These are some of the things on my mind these days. One of the things I am trying to retain as learned from my days under depression is that it isn't healthy to think of everything at once, and certainly not to assume responsibility for the solution of everything at once. This takes extreme discipline for me. I am sitting downstairs in a chair that is smooshed next to a coffee table, directly slid alongside a desk. Everything is out of place from our little "water management" construction. Long story short- the front of our basement is mostly underground which means it is susceptible to water drainage issues. Since the house was built in the 50s- the water management system was not so effective. Now we have a concrete path along the wall all the way into the laundry room leading right up to our new underground sump-pump. This was intended to be a 2 day project. They found mold- all along the wall- so naturally- the wall is gone. Our laundry room is also pushed to one side for the concrete to finish drying. Apparently concrete takes 10 days to dry. You know what takes longer to dry? According to the mold and mildew expert: wet moldy walls. So the house is drying out- weeks it will take. THEN they can put up a new wall (more wood paneling- only I get to paint this time- super excited)- THEN we can put all the furniture back- THEN we can dust- THEN the basement might not smell like a cave.
But I'm trying not to think about all the steps in one day. I'm also trying not to think about how when it rains it still generates enough mud to start a new creation. I know money doesn't equal happiness- but it sure as hell can buy some free time and space in my head.
OK- NOT going to think about home improvement projects in a house I don't even own.
Now- Crying child. Hunter has started a new phase- it came alongside whining and testing. He now has decided (after months of perfected sleeping habits) to cry every time we put him to sleep. This is like- so 6 months old. I'm over it. Ready for him to be over it. He didn't even take a nap today- so when he cried 25 straight minutes tonight to go to bed when I knew for a fact he was exhausted- I went in and rocked him- to sleep- like put him down gently and snuck out asleep. This also has not occured since perhaps 6 months of age. Really? Why this on top of what looks to be the onslaught of early terrible twos? More about that later.
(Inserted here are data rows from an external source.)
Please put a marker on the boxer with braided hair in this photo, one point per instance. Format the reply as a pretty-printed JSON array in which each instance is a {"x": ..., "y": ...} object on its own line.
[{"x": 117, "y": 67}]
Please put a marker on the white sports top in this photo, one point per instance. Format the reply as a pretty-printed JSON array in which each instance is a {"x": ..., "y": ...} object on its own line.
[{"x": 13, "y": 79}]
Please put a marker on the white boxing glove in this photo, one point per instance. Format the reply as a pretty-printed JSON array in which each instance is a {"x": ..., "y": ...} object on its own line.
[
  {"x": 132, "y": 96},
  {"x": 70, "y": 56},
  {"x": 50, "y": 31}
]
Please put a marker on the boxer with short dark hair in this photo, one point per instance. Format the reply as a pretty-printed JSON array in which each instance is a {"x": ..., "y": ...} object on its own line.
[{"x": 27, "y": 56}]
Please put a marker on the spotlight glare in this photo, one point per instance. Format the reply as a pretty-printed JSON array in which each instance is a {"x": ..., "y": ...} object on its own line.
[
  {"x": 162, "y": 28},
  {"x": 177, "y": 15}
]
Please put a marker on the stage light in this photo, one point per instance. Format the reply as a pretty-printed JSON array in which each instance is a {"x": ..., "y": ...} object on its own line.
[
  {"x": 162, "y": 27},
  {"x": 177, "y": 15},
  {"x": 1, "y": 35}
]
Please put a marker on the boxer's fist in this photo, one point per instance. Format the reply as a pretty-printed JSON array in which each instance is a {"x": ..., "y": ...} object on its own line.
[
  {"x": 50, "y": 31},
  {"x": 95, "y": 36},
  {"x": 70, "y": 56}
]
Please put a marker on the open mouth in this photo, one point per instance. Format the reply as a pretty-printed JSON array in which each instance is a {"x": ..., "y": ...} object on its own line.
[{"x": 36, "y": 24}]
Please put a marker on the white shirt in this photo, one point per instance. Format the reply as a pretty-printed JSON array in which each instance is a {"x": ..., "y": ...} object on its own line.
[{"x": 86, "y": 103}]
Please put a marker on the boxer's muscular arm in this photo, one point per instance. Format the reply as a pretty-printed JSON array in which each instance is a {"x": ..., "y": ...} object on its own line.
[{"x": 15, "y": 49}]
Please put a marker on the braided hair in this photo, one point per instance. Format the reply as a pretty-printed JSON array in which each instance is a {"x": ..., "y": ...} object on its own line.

But- in the determined effort to be happy, paint joy and write light- I must talk about pie. Forget my bulging belly from tonight's dinner and shared dessert (and fun iced drink)- tomorrow we go to Leesburg in search of pie. There is a place- Heider's Country Store- just before Leesburg- that has fruit, veggies, plants, jams- yadda yadda-- but most of all: P I E. This is better than your Grandma's pie. Really. What fruit? All of them. What do you want? Special order it. I love this place- all 15 summer pie pounds of it. So- we're going to go for a day trip- see the countryside and buy pie. I'm bringing home a pie for a pregnant lady due on Friday - it's like a special ops mission. Pie before Baby.
Let's see what else... I missed yesterday's post bc I was too busy watching the latest Harry Potter movie. I do not apologize. I love Harry. I can't wait to go visit the village and drink butterbeer.
Oh- almost forgot- Hunter had a petting zoo at his mother's day out place today. It was fun- for him. Me too- but apparently gnats are normal in swarms outside during the summer. I guess I never bothered to stay outside in 90 degree weather to find out. Sooo- those were gross. But- Hunter following the farmer and his pony around the pen and sticking his finger up a goat's nose: worth it. : ) Ok- that's it for today.